It could not have been better! Lewis Schmidt stepped out of Facebook and set up a great open mic/workshop/party/ROCKPILE celebration at Dr. Bob’s Studio .
We were greeted by a bottle cap alligator, stenciled Americana, and a keg of Miller Lite generously donated by Dave Brinks/Goldmine Saloon. Bill Lavender and Guild guitar led a workshop in the blues. David M held forth on the virtues of firewater, “When I was a poet!”, and Terri turned the podium into a drum kit, setting the record straight with “The Day I Stopped Being Adorable”…did you know that dimples are really cellulite of the face?

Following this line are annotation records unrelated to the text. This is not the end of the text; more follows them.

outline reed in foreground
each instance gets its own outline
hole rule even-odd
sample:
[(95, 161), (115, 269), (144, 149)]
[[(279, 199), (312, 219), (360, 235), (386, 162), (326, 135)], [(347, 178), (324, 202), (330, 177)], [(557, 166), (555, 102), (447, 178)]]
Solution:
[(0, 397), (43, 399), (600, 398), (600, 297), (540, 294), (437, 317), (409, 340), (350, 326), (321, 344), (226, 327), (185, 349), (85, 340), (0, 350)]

Family from Alabama, Pacifica and Guerneville, CA showed up.
Laura Mattingly sang about race and becoming. Gregory Corso joined us from the dead and spoke in Italian but nobody understood what he was saying. I heard my father talk about his best friend Chris Dundee, and heard Mohammad Ali say, “It’s okay momma”. A shortwave radio, a 78 rpm record player, 35 mm projector, a tiny ukulele, egg shaker, cabaret and circus music, gave credence to the idea that “all is fair in love and war” whether you be a man or a woman or both at the same time, and other pearls of wisdom.
Oh, Katrina still dumping her cyclonic tears on the gathering, but in that inimitable New Orleans resolve it was just water off the alligator’s back. The Mighty Mississippi keeps rolling and the levees still threaten to break. I hear a party gathering, around a hot jazz band in the Quarter. A Kahlua cake is cooling, gumbo bubbling…sometime soon we will feast on cajun plenty and be reborn in the name of the host.–MR
Sounds like a grand time! Just got a phone call from Danny Kerwick raving about how terrific it was!
Looking forward to seeing you guys in Rochester on Nov. 11.